HSBC has launched its new fund that offers upside exposure to growth in emerging markets, along with full capital protection.
The HSBC Capital Protected Plan and ISA- Issue 8 are the first investment products to offer exposure to the HSBC Global Emerging Markets Titans Index.
At the end of a six-year period, investors will receive a return equivalent to growth in that index. Therefore, if the index is up by 50% over the period, investors will have initial capital returned in full, along with a 50% return. Growth is capped at 70% of the initial investment and returns are calculated by averaging the index at weekly points in the final year.
A key feature of the new product is the full capital protection, provided the investment is held for a six-year investment period. Therefore, even if the HSBC Global Emerging Markets Titans index falls over that period, capital will still be returned in full.
As a stocks and shares individual savings account (ISA), the Capital Protected ISA accepts subscriptions up to GBP7,200, with no liability to income tax or capital gains tax on returns.

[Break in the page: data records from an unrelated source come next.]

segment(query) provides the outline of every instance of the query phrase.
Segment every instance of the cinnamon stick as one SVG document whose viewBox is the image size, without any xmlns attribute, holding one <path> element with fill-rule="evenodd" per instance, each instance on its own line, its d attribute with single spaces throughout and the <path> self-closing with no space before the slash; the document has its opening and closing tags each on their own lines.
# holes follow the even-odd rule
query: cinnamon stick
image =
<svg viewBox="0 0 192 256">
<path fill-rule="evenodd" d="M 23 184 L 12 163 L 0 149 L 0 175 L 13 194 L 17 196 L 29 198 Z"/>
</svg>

It is also possible to transfer existing cash or stocks and shares ISAs into the HSBC Capital Protected ISA.
Minimum lump sum investment is GBP3,000. The maximum investment for a 2008/09 tax-year stocks and shares ISA is GBP7,200. There is no maximum investment if investing in the HSBC Capital Protected Plan or transferring a previous or current tax-years ISA held with HSBC or another ISA manager.